Step 1: Have knowledge of the student’s disability and possible achievements.
Parents remarked that professionals often have insufficient knowledge of the child’s diagnosis. One parent stated, “I would say that it is lacking unless they have a family member, a loved one, or a friend; they volunteered in camps, and then they came into the educational system.”
Parents were usually the ones responsible to impart pertinent information to professionals. Staff should receive professional development training about the specific characteristics — and the possible academic achievements — of their unique students with significant disabilities. School professionals can also become involved in local community activities that relate to their student’s disability and support their accomplishments.
Step 2: Communicate messages between school staff and parents regularly in a positive, understandable, and respectful manner.
One parent mentioned that she was often reminded by educators of her child’s “low” IQ and that the educators frequently expressed limitations regarding academic capabilities with a statement such as “your child has plateaued.” Effective communication implies both understanding and supportive behaviors that enhance communication, such as actively listening in a nonjudgmental manner — and responding positively and frequently to parental concerns.
Step 3: Encourage a strong commitment to child and family.

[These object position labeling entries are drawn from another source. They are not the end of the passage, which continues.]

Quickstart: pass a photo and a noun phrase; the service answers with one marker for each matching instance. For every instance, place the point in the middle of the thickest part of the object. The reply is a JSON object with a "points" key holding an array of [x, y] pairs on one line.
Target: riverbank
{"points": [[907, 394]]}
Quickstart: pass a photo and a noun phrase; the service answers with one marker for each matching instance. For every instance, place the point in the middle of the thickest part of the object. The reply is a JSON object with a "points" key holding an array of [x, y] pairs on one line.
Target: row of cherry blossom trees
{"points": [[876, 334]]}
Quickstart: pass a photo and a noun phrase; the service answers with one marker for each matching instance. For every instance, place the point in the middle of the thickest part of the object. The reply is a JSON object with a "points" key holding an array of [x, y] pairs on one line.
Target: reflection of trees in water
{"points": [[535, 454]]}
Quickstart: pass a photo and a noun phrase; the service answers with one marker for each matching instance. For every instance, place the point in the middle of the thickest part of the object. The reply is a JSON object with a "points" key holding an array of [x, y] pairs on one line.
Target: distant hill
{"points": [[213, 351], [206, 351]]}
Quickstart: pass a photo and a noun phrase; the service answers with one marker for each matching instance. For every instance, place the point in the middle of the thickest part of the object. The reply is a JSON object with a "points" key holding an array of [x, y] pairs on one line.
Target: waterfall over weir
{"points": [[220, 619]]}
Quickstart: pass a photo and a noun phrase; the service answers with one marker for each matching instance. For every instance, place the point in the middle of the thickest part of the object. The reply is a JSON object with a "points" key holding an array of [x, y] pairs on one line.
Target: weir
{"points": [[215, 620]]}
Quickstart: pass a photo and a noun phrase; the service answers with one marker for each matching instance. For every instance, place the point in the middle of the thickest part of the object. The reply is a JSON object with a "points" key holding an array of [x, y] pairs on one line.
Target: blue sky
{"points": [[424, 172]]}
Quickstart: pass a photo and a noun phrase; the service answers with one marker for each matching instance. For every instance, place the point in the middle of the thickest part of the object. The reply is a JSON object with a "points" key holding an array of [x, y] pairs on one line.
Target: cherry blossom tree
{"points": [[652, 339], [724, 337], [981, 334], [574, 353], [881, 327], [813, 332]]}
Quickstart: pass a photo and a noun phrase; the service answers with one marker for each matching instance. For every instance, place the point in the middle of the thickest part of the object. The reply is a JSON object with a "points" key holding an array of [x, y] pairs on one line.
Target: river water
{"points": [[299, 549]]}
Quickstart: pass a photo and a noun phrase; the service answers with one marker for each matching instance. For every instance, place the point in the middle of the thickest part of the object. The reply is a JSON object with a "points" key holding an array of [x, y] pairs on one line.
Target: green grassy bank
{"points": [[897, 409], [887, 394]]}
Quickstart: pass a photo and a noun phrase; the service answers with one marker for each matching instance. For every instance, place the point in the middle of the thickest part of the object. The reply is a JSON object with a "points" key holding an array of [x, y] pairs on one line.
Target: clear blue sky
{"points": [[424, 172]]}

One factor that contributes to parents’ perceptions of lack of commitment is discrepant views of their children — or children’s needs. Parents remarked that some school professionals would often describe their child from a “deficit perspective.” Professionals should affirm and reaffirm the strengths of the child. To maintain constructive collaboration and decrease conflict, both parents and practitioners should attempt to narrow the gap between their views regarding the student’s needs.
Step 4: Acknowledge parental prerogatives.
Although parents of children with disabilities and school professionals have mutual responsibilities and partnerships in the shared decision-making required to plan and provide appropriate special education services, they are also the senior partners whose actions influence their children’s academic development. When parents’ knowledge and preferences are not regarded — as well as stereotypical and biased responses to parental concerns are demonstrated — oftentimes conflict between home and school can occur.
Step 5: Engage in equality and shared decision-making with parents.
One parent said, “Well, they claim that I am an equal member of the team. Sometimes I don’t feel that way, but most of the time I may not feel that—if they all make a decision, and I wasn’t really part of that process.” Professionals should solicit parental input, and ensure that shared decision-making is enforced.
The onus is on the school professionals to create an educational community that fosters optimal parent and school collaboration and communication, and provides quality instruction for student success. When professionals take the necessary steps to reflect critically on professional practices — and endeavor to facilitate successful partnerships, they can be more effective educators and caring empathetic supporters who positively improve the lives of students with significant disabilities, and help these families who serve as lifelong advocates.
Judith Harding, EdD, recently conducted a doctoral study with parents of child significant disabilities. She has served families and students with special needs as an educator for more than three decades, nationally and internationally, and is an advocate for families of children with Down syndrome. Presently, she is an online instructor for graduate students pursuing their degree in special education.